Remember everyone defines Agnostic and Atheist in their own fashion.

@RavenCT Right. Excellent point. I was up early and got on a roll. Sorry. I wasn't addressing your question; I was off on a different tangent, different "issue." I'll try to do better.

3

Absolutely nothing.

3

The permanence and inevitability of death.

I suppose that would discomfit many, but for some reason I didn't mind it. I think on some level I never fully bought that the afterlife was more important than this life, and in any case I'd always lived this life like it was the one that mattered.

You can't really mourn the loss of something you never actually had. Plus, as I've aged, I came to see that mortality is a comforting certainty, a blessing to someone who has lost a lot in life ... to know that the bleeding stops at some point. I have taken similar comfort in the loss of loved ones, to know they are at least beyond the reach of their suffering. If I had to mourn them so they could be at peace finally, so be it.

I regard life like a movie.
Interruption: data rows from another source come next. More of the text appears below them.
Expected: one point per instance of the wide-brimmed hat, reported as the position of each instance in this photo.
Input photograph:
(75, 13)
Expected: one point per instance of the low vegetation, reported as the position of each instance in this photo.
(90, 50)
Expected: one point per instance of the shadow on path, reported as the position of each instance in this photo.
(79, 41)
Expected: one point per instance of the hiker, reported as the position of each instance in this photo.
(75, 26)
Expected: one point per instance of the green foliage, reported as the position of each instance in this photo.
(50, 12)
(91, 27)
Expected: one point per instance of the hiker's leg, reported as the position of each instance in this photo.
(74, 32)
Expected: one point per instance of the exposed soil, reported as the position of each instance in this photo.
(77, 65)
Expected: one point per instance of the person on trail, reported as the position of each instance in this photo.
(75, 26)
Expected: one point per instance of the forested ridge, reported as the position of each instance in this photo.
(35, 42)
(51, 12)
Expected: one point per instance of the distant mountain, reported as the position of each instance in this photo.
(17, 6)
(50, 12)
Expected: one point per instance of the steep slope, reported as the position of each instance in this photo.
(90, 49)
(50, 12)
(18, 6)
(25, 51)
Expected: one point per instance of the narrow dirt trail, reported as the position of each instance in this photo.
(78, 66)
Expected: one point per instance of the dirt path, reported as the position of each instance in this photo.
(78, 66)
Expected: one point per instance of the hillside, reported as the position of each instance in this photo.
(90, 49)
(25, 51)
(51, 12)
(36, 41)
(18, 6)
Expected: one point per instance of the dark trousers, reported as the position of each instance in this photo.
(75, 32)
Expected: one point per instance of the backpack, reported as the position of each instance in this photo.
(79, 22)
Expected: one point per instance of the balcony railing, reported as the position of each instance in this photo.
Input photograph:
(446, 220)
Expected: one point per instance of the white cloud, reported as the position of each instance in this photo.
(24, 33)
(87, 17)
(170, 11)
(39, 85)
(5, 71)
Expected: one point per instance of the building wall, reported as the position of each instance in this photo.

No matter how well produced and directed and written and acted it is, no matter how artistic the cinematography, no matter how compelling the whole thing is, you don't want a movie that never ends, or even one that's much longer than a couple of hours. At some point you just want to pee and go to bed. And if the movie forces you to see things you don't choose to see, and that you can't unsee, maybe you don't want it to last even that long.

3

I don’t think there was a hard thing. there was nothing, really, other than a feeling of having wised up.

2

I didn't become an Atheist, I always was one. As a child I expected to be lied to by adults.

2

That just as many atheists are assholes as believers are assholes! Especially the atheists who call themselves "Libertarians" and those who supported Trump!

I don’t know if you could make a statement that covered all atheist trump supporters? And, the same for atheist Libertarians, can they all be ‘out in left (right) field?’